Kirsten Delaney is a homeschooling mom of two daughters, ages eight and ten. She works part-time as a dental hygienist. Her two daughters attend a parent partnership two days a week. Kirsten is in her fifth year of her homeschooling journey. She also
writes her her own blog, “Outside the Box Homeschooling”, and does testing for various curriculum publishers. This is her first guest post for Homeschooling on the Cheap.

A Biblical premise that seems to have been lost in today’s society is the ability to separate a behavior from the person. When Jesus defended the woman caught in adultery, he did not say that her behavior was acceptable. He said that the person who was without sin could throw the first stone. He then told her that he did not condemn her, to go, and sin no more (John 8:1-10). A character trait I hope to instill in my children is to be respectful of others, whether we agree with them or not, show them kindness and love, but to never waver in upholding an ethical and moral standard for themselves.

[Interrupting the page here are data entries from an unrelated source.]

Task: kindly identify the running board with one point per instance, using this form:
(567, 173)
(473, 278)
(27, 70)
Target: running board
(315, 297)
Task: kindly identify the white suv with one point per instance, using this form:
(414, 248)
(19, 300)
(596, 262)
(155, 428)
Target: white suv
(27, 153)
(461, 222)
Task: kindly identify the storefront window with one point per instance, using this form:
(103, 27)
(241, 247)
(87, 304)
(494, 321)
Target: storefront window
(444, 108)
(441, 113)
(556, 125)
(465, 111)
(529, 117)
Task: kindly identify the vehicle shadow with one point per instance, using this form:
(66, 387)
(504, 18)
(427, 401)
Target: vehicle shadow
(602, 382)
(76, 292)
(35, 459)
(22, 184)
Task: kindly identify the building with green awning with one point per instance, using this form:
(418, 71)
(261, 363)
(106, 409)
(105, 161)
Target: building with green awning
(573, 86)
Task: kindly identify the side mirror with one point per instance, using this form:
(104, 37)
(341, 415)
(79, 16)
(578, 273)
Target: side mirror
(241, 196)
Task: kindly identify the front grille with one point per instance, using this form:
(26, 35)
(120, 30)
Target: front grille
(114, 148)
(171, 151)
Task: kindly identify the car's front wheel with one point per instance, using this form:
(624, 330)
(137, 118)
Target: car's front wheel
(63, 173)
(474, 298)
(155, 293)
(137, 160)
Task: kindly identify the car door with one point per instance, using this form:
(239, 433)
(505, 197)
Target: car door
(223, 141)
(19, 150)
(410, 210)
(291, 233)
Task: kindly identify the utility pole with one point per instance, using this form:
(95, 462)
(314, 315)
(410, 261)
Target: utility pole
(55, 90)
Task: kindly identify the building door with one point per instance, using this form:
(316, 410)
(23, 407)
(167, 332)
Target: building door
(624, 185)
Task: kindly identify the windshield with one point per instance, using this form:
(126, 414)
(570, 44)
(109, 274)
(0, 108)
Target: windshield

Once again, this very issue came up this morning via social media. A friend of my husband asked a question, requesting opinions on an issue. My husband expressed his opinion citing documentation from actual sites pertaining to the issue. Others jumped into the conversation citing only their emotional opinions, calling names, and degrading the character of the people having the conversation and the people group as a whole who participate in a particular activity. It blows me away every time this occurs. Why can’t people in our society disagree over issues and politely discuss the merits of differing viewpoints? If you can’t discuss an opinion siting actual facts, then do the research and have some backing for an opinion. This social problem seems so ridiculous to me. As I parent my children, they present ideas or behaviors on a regular basis that are unacceptable. Continually, I must teach them that, although I love them, their behavior is unacceptable. The behavior is separate from the person. The child isn’t bad, the behavior, speech, attitude, etc. is unacceptable in our home.

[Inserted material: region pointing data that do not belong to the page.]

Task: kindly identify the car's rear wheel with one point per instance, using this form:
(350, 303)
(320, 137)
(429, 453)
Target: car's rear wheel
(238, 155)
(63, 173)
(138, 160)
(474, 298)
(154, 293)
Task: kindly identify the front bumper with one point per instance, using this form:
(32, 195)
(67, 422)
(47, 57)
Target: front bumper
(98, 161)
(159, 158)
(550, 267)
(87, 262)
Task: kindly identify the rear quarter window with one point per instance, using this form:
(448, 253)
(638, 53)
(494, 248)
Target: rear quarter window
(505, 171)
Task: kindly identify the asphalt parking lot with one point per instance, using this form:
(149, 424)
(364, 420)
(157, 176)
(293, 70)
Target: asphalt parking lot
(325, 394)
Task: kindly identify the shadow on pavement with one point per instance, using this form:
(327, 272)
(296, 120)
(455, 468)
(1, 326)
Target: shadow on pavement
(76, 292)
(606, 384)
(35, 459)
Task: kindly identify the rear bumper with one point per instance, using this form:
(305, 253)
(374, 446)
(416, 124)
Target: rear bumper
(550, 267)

I actually enjoy conversing with people who hold extremely differing viewpoints from my own. Sometimes, I must mask my shock that people actually think a certain way, but out of respect, I try to hold my composure. One method I have learned to use in conversation is to ask why they think a certain way. If we understand why others think or believe a certain way, we can understand them better and affirm that they are being heard. There have been times when facts have been presented that actually have made me rethink an opinion. This is a big element that I hope to teach my children. I want them to know WHY they believe a certain way. Jumping on the emotional tide of the media or being swayed by friends is something I hope to help them avoid. After a person is affirmed and understand that they have been heard, then it is much easier to present a differing opinion. Am I always successful in employing this method myself? Not always. I too get caught up in the tide of emotion and often spout off half cocked. It seems like these times never turn out well.
So my challenge for this week is, that as we parent our children, interact with our friends, and approach a politically volatile time in our country, we discuss the issues, have a knowledge base for opinions, and separate behaviors, ideas, and actions from the person or people group with which they are associated. Have a blessed week, and enjoy family, friends, and the people you meet along the way!